Por raigan Nawel
¿Cuánto conocimiento quedó sepultado bajo las ruinas de las escuelas del Estado chileno tras la ocupación militar de 1883 al sur del Biobío? Ciencias como la astronomía, economía, planificación, geología y aritmética casi sucumbieron con la imposición de un modelo educativo que negó y humilló al ser mapuche. Desde entonces, la escuela chilena ha operado como un dispositivo de colonialismo cultural.
Más de un siglo después, esta violencia no ha cesado: solo se ha sofisticado. La psicóloga mapuche Paula Alonqueo Boudon, doctora en psicología evolutiva, lo demuestra en su investigación “Dices que ayudas, pero estigmatizas, donde analiza cómo el Estado chileno sigue empujando a miles de niños y niñas mapuche al Programa de Integración Escolar (PIE) a través de diagnósticos sesgados de «funcionamiento intelectual limítrofe» (FIL), instalando la idea de que ser mapuche es un problema.
Traspie al PIE
Las pruebas usadas en el sistema educacional chileno —como la Escala Wechsler (WISC-V)— no valoran el aprendizaje comunitario, la atención múltiple ni el pensamiento relacional, todos centrales en el rakiduam. Niños que ven a la montaña como un ser vivo, o que responden con reflexividad, son evaluados como erróneos o “lentos”.
No se trata de errores técnicos, sino de violencia epistémica estructural: se impone un modo único de conocer, sentir y aprender. Como señala Alonqueo: “Se evalúa a los niños y niñas mapuche respecto de habilidades que no tienen cómo adquirir, porque su cultura no las desarrolla ni las valora. A la vez, no se los evalúa respecto de lo que su cultura sí promueve”.
Los datos del sesgo
En La actual Araucanía, donde los niños mapuche representan el 26% de la población infantil, constituyen el 41,8% de los diagnosticados con FIL bajo el PIE. Este sobrediagnóstico no es casual: el sistema recompensa a los establecimientos por cada niño PIE, alimentando una industria del diagnóstico que convierte la diversidad cultural en patología.
Los instrumentos penalizan respuestas perfectamente válidas en el contexto mapuche. Por ejemplo, ante la pregunta “¿en qué se parecen una montaña y un lago?”, un niño mapuche puede responder: “ambos están vivos”. Desde la lógica ancestral, es correcto. Pero el test lo sanciona. Lo mismo ocurre con los ritmos: el aprendizaje mapuche es reflexivo, no acelerado. El sistema no lo entiende y lo castiga.
Sin embargo, investigaciones recientes muestran que niños mapuche tienen mejor rendimiento en tareas cognitivas no verbales. Esto revela que no hay déficit, sino una diferencia profunda en las formas de conocimiento. El problema, entonces, no está en los niños: está en la escuela.
escuelas propias y combatir la sumisión
Pero no todo ha sido sumisión. A comienzos del siglo XX, figuras como Manuel Manquilef, intelectual y político mapuche, defendían una educación propia, con base en el trawün y los saberes del lof.
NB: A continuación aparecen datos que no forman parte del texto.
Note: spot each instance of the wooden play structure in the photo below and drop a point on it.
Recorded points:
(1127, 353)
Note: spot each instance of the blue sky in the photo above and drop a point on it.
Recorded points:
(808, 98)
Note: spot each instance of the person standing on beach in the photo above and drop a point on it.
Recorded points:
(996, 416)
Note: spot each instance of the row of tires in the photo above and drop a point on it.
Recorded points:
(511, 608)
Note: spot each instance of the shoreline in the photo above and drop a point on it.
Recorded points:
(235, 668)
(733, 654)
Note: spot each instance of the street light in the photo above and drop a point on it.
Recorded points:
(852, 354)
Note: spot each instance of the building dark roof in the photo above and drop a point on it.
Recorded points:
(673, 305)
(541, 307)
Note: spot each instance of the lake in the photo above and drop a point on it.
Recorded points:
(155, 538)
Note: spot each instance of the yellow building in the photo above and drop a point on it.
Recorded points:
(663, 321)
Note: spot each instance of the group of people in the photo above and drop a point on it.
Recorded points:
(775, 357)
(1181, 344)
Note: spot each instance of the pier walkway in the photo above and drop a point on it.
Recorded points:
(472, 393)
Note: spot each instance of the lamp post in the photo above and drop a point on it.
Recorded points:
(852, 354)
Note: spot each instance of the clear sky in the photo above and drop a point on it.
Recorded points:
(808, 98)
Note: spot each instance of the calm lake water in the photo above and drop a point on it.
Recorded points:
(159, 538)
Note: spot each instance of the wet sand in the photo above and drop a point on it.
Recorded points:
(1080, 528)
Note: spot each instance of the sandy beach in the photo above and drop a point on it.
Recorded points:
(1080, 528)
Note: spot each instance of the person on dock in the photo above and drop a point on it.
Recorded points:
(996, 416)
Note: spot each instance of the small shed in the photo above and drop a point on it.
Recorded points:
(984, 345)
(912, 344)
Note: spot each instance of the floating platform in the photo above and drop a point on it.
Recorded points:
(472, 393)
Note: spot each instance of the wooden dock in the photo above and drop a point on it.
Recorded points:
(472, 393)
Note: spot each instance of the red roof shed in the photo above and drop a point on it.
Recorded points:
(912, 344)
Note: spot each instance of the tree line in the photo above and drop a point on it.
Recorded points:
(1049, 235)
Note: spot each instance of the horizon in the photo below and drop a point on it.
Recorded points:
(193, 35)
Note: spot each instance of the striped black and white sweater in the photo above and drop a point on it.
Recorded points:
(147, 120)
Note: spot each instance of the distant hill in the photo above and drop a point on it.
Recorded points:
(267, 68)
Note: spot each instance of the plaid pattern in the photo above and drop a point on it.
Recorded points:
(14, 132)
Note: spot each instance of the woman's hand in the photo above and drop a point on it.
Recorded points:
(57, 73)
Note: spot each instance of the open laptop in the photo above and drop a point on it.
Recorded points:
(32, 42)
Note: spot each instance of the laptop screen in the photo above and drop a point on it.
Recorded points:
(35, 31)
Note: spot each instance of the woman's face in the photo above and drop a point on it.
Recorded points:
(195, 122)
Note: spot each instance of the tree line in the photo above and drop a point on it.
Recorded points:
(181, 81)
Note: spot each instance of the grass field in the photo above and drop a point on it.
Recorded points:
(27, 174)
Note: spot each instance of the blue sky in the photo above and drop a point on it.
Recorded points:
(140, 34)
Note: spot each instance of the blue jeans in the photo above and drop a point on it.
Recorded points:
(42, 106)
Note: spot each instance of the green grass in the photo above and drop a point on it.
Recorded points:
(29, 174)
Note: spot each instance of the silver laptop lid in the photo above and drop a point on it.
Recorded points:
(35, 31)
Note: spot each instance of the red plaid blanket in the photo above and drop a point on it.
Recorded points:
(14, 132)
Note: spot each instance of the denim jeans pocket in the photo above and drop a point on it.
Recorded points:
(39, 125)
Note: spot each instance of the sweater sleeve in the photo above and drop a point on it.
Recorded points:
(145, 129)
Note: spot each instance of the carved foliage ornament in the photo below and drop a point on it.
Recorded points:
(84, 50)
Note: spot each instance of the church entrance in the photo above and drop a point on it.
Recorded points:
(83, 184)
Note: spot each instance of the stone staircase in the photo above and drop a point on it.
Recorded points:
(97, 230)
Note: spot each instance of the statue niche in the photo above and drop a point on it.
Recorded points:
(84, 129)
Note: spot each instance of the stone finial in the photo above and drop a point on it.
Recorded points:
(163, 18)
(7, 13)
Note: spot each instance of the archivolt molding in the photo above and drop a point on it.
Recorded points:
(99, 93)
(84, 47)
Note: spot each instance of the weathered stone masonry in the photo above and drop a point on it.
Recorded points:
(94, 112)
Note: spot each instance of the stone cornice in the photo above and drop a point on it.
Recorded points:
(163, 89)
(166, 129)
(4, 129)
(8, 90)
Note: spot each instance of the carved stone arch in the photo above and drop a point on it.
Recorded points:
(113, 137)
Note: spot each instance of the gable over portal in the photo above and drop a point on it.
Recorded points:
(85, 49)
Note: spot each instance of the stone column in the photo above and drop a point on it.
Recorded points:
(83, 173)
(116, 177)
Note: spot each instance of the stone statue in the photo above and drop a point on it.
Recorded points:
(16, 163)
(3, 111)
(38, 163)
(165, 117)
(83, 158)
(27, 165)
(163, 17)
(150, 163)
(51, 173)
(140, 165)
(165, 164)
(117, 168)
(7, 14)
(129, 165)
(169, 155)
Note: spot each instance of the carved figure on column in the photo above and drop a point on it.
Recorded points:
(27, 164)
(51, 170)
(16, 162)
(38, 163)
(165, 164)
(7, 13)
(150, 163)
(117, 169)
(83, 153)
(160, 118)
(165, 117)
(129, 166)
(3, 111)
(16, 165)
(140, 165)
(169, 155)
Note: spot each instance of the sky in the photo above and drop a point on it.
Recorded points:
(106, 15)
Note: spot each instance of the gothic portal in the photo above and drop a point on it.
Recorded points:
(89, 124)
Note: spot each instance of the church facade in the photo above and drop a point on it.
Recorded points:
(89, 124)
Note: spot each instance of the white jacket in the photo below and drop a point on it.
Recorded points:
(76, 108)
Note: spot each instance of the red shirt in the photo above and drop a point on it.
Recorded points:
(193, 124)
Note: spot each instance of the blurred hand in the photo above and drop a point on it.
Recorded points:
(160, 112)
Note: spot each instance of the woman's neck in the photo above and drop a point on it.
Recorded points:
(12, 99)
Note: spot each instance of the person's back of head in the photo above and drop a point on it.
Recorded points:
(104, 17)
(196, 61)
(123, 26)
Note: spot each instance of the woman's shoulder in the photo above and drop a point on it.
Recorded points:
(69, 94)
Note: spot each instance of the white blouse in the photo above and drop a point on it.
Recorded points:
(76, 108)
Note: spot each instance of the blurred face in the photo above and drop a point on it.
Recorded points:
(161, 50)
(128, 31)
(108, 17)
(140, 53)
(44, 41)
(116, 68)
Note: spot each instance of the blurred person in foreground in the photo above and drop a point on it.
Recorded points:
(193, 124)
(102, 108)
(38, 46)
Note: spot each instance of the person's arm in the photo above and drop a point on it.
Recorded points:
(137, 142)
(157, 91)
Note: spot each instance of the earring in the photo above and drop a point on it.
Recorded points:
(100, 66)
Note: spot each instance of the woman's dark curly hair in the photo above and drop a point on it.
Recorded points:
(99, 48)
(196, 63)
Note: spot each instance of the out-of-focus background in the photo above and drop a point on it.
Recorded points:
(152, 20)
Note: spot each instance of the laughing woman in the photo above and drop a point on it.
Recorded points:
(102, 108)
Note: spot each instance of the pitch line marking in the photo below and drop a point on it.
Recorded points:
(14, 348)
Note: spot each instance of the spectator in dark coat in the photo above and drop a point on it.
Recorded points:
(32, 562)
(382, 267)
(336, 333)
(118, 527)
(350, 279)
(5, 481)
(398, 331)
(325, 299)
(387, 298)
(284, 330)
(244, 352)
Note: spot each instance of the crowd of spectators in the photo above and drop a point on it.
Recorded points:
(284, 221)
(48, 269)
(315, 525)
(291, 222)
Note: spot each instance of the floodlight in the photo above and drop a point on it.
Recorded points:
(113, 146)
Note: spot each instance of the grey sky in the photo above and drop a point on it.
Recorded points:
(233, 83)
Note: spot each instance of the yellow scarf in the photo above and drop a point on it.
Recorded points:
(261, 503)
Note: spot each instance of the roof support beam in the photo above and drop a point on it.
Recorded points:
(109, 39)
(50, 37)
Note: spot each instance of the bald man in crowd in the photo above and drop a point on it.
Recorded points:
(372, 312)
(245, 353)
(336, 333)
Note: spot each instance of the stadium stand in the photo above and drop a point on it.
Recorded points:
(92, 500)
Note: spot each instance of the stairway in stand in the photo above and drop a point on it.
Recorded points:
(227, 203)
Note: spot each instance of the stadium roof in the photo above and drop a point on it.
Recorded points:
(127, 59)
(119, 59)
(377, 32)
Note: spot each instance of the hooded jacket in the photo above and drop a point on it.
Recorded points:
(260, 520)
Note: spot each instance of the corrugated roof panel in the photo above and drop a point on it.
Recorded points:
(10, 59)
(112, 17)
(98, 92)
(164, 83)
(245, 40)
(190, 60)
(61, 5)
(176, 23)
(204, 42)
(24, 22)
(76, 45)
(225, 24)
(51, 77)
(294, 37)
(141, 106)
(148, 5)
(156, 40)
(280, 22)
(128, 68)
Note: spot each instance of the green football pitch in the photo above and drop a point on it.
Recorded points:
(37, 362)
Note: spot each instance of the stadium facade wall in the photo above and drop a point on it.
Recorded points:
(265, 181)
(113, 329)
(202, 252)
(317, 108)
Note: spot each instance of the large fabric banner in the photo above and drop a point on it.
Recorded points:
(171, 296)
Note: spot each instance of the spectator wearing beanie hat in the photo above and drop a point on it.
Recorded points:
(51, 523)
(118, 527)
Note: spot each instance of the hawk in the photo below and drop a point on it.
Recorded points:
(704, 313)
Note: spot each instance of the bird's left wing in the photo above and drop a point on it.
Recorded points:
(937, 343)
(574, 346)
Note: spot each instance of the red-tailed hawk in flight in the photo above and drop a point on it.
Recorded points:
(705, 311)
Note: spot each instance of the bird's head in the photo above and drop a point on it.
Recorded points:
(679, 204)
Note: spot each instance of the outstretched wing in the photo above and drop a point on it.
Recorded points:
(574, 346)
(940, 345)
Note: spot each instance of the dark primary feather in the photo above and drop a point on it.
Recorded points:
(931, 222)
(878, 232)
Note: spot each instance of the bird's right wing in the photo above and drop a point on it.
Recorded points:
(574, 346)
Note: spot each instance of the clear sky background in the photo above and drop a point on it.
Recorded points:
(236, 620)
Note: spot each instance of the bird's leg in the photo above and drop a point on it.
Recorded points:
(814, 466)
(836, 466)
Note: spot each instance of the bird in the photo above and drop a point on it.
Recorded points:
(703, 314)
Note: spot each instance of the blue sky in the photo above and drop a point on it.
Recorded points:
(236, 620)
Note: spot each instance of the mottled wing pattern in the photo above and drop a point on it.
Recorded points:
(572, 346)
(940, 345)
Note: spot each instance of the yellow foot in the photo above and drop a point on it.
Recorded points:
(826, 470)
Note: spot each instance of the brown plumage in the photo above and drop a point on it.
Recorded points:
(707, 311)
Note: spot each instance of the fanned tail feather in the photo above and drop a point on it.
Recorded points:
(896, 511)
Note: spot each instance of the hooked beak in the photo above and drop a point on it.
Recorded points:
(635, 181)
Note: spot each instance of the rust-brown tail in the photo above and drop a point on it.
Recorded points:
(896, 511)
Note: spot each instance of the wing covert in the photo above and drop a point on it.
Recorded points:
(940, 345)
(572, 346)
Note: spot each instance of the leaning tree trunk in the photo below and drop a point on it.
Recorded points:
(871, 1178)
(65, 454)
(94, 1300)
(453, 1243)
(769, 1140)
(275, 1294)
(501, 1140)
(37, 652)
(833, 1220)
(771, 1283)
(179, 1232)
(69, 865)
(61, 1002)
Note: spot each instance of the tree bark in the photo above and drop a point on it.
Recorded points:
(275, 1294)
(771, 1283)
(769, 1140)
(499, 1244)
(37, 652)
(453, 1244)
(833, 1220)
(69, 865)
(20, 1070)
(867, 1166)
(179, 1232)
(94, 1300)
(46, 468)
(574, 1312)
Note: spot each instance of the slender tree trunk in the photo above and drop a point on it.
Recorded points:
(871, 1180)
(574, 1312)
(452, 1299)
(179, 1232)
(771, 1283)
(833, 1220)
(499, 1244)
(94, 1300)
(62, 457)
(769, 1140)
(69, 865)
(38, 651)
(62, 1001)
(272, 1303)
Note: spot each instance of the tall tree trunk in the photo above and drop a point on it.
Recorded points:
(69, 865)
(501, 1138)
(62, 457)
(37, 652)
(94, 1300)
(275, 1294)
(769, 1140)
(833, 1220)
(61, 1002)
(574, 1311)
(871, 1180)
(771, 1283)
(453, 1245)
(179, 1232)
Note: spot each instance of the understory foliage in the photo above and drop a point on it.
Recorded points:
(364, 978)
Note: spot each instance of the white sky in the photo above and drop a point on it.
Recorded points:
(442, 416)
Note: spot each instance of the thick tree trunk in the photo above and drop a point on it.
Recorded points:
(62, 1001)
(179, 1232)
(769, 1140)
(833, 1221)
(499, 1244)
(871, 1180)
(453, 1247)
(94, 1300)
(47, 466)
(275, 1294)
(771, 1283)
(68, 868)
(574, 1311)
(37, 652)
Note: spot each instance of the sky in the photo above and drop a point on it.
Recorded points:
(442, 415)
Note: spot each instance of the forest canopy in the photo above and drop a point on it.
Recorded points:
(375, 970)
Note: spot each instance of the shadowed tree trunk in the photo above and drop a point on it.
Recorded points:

Entre 1930 y 1936, en plena Araucanía, se levantó un movimiento independentista con fuerte énfasis en la educación ancestral.
Más al sur, en Kurako–Quilacahuín, el 1 de enero de 1932, los lonkos de Futawillimapu izaron la bandera mapuche y proclamaron un gobierno ancestral. En el punto 6 del Mandato de 1936, exigieron su propio sistema educativo. Para ellos, la niñez mapuche no era un “caso especial”, sino parte de un pueblo vivo, con pensamiento, lengua y espiritualidad propia.
La refinación de la dominación
No se trata solo de un programa mal diseñado. El PIE es parte de un sistema civilizatorio que impone su epistemología como universal. Es la continuación del colonialismo por medios pedagógicos. Y como denuncia Alonqueo, no es ayuda, sino una forma refinada de dominación.
Pensar en una educación mapuche es una urgencia. Reinstalar el rakiduam como centro del aprendizaje, formar desde el territorio y no desde la lógica urbana, construir conocimiento colectivo, espiritual y comunitario, son claves para una verdadera liberación educativa. Una educación que no humille, sino que reconozca. Que no diagnostique, sino que escuche. Que no estandarice, sino que libere.